Millside Hospital Radio
- England;
- Broadcast area: King's Mill Hospital, Nottinghamshire

Programming
- Format: Variety

History
- First air date: 20 October 1989

Links
- Website: Millside Radio

= Millside Radio =

Hospital Radio Station using wired system

Millside Radio provides hospital radio programmes 24 hours a day for people in King's Mill Hospital in Nottinghamshire, England, on the Mansfield and Ashfield border. It started in 1989 as a part-time service using studios at Queen's Medical Centre, Nottingham, before moving into former offices at King's Mill, where it was officially opened by Jeremy Beadle.

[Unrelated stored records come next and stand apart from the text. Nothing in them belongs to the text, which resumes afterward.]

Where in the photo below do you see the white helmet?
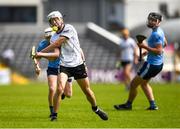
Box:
[44,27,54,37]
[47,11,63,20]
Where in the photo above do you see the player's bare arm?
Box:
[138,43,163,55]
[41,36,68,53]
[36,48,60,59]
[33,58,41,75]
[164,37,168,47]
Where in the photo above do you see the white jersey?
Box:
[119,38,136,61]
[50,24,83,67]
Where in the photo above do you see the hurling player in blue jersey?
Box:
[36,27,72,117]
[114,12,167,110]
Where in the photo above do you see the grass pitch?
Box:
[0,83,180,128]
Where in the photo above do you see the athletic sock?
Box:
[49,106,54,114]
[149,100,156,107]
[53,113,57,116]
[126,100,132,107]
[92,106,98,112]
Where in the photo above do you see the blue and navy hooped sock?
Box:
[126,100,132,107]
[149,100,156,107]
[49,106,54,114]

It broadcasts 24 hours a day in high-quality stereo using the hospital's WiFi network and via a distribution system that is free to patients for radio, but charges for other services, such as individual bedside wired telephone and television. It is also streamed free online via the website, smartphone and smart speakers.

Staffed entirely by volunteers, it is registered as a charity using the name Millside Hospital Radio.

It has live news and sports coverage broadcast on the hour. Sports updates are included in many live shows during the week. It broadcasts from outside locations, such as Asda Mansfield and B&Q Mansfield, and from events around the hospital.

The station's mascot is called Milly Bear.